I had to hide. I couldn’t let him take me to the police station, but I also couldn’t dial 911 to get them help. Maybe if I waited it out, they’d get better on their own? I dashed toward the storage tubs on the other side of the garage, squeezing past the front of Mom’s car. One, maybe two steps more, and I would have jumped inside the closest tub and buried myself under a pile of blankets. The garage door rolled open first.

Not all the way—just enough that I could see the snow on the driveway, and grass, and the bottom half of a dark uniform. I squinted, holding a hand up to the blinding blanket of white light that seemed to settle over my vision. My head started pounding, a thousand times worse than before.

The man in the dark uniform knelt down in the snow, his eyes hidden by sunglasses. I hadn’t seen him before, but I certainly hadn’t met all the police officers at my dad’s station.

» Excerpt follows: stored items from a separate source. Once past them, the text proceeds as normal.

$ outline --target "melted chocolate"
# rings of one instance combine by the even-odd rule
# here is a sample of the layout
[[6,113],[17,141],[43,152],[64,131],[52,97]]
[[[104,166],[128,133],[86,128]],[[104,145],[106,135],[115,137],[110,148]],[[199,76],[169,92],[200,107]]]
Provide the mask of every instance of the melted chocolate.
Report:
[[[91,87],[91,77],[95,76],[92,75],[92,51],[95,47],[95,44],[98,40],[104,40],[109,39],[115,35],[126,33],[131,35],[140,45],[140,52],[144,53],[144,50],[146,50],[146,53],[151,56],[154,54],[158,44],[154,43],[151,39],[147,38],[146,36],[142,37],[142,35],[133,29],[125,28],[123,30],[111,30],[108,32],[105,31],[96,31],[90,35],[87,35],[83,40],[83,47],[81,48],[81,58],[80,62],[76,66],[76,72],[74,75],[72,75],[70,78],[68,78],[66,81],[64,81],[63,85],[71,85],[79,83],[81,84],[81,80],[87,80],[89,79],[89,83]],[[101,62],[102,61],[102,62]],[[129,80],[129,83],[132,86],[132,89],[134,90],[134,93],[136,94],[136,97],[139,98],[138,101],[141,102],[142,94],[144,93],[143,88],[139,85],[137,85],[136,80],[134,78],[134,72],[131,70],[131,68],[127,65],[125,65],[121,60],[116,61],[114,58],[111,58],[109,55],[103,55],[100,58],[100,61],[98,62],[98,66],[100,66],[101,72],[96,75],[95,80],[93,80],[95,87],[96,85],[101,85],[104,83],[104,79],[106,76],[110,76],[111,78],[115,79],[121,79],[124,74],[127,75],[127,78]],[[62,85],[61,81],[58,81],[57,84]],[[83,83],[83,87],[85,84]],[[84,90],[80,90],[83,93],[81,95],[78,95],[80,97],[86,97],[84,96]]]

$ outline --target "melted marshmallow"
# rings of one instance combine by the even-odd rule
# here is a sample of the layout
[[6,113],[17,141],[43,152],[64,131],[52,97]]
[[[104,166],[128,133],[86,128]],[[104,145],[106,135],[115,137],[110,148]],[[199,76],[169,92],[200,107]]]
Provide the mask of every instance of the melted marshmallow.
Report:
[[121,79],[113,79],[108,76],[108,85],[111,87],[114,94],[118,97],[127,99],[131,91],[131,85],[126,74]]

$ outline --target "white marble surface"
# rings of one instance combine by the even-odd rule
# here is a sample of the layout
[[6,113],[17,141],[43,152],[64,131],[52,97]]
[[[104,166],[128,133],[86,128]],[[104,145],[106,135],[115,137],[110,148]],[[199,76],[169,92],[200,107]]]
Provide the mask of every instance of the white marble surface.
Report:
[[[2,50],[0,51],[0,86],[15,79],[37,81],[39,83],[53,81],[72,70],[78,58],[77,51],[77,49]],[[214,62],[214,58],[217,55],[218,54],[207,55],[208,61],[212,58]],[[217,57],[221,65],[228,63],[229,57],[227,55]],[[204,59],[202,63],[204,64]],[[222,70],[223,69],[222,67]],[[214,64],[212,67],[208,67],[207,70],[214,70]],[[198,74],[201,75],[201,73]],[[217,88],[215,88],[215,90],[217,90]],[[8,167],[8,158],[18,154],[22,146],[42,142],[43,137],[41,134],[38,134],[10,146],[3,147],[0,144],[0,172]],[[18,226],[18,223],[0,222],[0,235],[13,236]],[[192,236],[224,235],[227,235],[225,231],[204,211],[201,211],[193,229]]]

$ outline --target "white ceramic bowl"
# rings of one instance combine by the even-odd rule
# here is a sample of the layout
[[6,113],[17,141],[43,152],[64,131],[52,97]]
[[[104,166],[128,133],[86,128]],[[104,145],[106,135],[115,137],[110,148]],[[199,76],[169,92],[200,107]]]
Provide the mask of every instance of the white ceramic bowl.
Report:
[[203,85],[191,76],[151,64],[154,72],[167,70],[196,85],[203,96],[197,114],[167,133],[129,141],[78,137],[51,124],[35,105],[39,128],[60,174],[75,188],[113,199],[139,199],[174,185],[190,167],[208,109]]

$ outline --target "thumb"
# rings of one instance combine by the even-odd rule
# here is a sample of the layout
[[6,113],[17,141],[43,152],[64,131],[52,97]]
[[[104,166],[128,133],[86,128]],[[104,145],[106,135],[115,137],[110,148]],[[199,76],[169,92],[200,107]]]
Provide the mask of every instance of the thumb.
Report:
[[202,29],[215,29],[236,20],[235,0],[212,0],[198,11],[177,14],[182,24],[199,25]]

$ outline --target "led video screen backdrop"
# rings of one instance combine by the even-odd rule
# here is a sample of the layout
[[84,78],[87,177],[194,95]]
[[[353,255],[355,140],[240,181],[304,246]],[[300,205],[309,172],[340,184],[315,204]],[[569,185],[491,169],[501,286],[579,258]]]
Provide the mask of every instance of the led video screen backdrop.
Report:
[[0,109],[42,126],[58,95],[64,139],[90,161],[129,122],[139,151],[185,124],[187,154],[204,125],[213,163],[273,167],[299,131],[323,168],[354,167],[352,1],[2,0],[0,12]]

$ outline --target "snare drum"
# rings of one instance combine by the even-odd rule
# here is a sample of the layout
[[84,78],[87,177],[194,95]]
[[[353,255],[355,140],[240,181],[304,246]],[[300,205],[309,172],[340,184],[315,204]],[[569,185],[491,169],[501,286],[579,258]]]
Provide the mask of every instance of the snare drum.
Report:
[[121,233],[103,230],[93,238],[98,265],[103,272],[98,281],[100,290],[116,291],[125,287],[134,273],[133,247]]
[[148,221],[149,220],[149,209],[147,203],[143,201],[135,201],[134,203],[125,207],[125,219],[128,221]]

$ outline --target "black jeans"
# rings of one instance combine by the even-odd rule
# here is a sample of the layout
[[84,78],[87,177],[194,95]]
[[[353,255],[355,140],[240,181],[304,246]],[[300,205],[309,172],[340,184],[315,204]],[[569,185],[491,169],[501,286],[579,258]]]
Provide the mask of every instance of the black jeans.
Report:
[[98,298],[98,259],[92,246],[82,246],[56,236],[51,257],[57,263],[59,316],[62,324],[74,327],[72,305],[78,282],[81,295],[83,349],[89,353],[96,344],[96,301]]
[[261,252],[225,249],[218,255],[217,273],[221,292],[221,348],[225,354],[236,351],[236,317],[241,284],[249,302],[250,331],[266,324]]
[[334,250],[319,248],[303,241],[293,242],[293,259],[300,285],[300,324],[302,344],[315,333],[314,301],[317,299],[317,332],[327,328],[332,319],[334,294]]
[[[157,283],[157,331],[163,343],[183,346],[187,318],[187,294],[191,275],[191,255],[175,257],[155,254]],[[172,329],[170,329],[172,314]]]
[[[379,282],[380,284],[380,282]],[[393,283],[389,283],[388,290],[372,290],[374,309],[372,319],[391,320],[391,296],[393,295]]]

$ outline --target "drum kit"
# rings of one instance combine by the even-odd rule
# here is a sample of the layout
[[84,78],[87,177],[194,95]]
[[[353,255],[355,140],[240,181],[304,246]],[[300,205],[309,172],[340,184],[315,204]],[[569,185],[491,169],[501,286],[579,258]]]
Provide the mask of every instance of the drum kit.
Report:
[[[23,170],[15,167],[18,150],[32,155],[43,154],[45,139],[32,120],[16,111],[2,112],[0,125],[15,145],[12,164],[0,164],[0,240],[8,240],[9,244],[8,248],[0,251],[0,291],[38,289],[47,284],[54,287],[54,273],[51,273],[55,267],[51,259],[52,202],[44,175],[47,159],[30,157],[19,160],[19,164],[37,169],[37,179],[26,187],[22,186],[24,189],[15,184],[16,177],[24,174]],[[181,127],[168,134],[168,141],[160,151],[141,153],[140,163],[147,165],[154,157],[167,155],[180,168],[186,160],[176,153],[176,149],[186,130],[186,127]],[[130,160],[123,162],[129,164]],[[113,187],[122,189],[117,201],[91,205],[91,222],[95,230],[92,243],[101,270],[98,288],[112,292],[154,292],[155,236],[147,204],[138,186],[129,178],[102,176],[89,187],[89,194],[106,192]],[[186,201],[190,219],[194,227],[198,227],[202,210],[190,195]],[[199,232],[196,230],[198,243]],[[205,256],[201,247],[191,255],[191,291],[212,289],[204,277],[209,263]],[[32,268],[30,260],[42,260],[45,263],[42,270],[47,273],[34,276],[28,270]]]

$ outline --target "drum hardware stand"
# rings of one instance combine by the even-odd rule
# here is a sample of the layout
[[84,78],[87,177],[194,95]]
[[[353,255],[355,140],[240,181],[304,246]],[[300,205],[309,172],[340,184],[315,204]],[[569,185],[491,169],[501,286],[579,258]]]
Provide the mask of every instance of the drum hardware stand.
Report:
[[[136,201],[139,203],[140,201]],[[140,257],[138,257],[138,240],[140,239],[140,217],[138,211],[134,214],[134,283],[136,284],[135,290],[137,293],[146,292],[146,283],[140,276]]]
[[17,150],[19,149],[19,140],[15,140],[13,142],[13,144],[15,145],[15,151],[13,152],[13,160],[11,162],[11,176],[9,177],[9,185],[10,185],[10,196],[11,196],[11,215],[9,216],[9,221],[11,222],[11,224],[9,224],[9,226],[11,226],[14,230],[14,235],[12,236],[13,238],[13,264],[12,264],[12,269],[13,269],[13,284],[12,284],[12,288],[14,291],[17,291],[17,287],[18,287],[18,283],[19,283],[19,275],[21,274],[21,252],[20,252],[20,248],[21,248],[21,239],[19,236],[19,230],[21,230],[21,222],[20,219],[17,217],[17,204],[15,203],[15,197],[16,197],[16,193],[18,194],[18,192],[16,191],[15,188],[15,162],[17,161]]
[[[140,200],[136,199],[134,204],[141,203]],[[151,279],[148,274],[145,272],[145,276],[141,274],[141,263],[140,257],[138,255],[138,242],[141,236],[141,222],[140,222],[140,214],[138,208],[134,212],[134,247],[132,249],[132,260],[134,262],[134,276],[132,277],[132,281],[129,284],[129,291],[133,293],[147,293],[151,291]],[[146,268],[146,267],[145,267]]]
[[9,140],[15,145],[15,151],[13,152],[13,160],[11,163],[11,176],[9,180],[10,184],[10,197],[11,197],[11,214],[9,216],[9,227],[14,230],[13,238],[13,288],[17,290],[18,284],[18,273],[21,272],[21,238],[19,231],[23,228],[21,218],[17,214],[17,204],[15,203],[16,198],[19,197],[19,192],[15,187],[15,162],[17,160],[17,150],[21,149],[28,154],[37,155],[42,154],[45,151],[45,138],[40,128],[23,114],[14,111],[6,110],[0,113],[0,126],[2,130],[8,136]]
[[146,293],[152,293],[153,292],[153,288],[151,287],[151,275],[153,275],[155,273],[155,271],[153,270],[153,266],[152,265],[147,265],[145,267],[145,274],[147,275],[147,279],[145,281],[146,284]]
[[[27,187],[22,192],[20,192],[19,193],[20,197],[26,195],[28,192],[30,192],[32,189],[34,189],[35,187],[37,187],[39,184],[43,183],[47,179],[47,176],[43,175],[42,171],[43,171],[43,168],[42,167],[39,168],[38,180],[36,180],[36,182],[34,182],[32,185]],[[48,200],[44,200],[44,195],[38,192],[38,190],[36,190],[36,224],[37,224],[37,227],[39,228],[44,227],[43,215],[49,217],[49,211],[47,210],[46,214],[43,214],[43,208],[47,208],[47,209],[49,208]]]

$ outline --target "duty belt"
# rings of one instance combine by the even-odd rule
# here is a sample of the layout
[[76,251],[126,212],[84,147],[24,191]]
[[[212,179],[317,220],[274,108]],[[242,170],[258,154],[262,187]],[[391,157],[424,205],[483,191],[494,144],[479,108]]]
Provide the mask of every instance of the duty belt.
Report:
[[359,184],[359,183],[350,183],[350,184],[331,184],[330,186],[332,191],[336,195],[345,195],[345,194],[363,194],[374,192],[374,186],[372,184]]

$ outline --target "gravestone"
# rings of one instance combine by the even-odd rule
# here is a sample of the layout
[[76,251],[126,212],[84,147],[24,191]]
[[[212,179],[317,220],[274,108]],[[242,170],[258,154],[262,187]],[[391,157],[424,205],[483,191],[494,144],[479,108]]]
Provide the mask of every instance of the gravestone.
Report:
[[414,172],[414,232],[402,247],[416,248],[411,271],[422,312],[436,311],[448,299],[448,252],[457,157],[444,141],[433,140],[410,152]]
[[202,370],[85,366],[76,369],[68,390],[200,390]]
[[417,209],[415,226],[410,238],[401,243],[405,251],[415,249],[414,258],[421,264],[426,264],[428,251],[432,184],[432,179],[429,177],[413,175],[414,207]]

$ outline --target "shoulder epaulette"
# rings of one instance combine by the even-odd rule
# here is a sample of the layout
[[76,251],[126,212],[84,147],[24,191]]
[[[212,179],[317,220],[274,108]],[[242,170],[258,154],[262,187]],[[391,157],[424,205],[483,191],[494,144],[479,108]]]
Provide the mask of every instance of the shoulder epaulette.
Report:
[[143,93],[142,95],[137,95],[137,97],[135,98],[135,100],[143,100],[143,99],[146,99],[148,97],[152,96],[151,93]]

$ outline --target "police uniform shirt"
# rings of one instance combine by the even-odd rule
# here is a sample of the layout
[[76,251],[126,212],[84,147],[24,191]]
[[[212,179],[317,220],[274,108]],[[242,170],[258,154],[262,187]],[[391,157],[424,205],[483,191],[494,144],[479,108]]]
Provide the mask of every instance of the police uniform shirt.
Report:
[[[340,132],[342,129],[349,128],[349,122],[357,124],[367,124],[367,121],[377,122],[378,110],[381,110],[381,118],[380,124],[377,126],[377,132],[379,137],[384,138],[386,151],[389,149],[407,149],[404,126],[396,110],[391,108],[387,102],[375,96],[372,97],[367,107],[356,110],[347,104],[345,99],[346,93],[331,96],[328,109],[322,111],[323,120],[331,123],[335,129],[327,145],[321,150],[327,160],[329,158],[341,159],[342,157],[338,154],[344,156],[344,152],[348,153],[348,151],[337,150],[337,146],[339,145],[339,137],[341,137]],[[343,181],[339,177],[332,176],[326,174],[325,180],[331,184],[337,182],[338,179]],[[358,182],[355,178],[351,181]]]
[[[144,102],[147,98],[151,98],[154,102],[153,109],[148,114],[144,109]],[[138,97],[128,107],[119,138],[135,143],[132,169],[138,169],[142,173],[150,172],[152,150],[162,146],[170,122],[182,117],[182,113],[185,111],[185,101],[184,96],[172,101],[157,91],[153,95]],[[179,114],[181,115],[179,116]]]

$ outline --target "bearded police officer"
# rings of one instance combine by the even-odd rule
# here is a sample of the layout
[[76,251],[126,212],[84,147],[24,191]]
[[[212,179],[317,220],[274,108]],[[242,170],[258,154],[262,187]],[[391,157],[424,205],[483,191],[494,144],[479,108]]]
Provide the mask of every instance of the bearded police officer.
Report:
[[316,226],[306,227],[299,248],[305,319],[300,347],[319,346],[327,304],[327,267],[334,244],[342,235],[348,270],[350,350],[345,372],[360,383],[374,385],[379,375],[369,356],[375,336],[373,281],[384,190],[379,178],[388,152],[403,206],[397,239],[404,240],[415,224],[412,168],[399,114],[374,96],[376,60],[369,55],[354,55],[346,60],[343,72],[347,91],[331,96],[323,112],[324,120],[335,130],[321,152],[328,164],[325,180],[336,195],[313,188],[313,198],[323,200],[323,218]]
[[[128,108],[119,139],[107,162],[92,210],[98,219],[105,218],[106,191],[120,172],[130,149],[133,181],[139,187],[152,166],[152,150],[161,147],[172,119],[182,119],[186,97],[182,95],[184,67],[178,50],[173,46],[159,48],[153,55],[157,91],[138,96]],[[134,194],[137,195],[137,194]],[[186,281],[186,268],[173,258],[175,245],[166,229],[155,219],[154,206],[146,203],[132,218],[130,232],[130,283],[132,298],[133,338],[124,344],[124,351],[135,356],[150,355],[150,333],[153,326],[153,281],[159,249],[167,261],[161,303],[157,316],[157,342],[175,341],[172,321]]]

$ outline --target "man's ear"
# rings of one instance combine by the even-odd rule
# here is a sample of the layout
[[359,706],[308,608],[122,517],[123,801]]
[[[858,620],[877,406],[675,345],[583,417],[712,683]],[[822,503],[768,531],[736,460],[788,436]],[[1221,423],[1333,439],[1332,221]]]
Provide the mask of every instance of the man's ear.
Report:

This one looked older.
Harder,
I remembered thinking.

He waved me forward again, saying, “We’re here to help you. Please come outside.”

I took a tentative step, then another.
This man is a police officer,
I told myself.
Mom and Dad are sick, and they need help.
His navy uniform looked darker the closer I got, like it was drenched straight through with rain. “My parents…”

The officer didn’t let me finish. “Come out here, honey. You’re safe now.”

It wasn’t until my bare toes brushed up against the snow, and the man had wrapped my long hair around his fist and yanked me through the opening, that I even realized his uniform was black.

When I finally came to in the gray light, I knew by the curve of the rear seat and the smell of fake lemon detergent that I was back in Betty.

The van wasn’t on and running, and the road wasn’t passing underneath me, but the keys had been left in the ignition and the radio was on. Bob Dylan whispered the opening verse of “Forever Young” through the speakers.

The song cut off abruptly, replaced by the DJ’s flustered voice.

“—sorry about that.”
The man let out a nervous, breathy laugh.
“I don’t know why the system brought that one up. It’s on the no-play list. Uh…back to…the music. This one’s a request from Bill out in Suffolk. Here’s ‘We Gotta Get Out of This Place’ by the Animals.”

I opened one eye and tried to sit up, with zero success. The throbbing in my head was so brutal, I had to clench my teeth to keep from getting sick all over myself. A good five minutes must have passed before I felt strong enough to reach up and touch the pain’s epicenter on my right temple. My fingers brushed against the jagged, raised surface of my skin, feeling each coarse stitch holding it together.

Chubs.

I pulled my right arm in front of me. It flopped around, useless and asleep, until the blood began to fill it again. Then it was fire and needles. But the pain was good. It roused the rest of me from its stubborn sleep.

It didn’t let me forget.

I should go, I thought. Now, before they get back. The thought of seeing any of their faces made my chest feel like it was going to explode.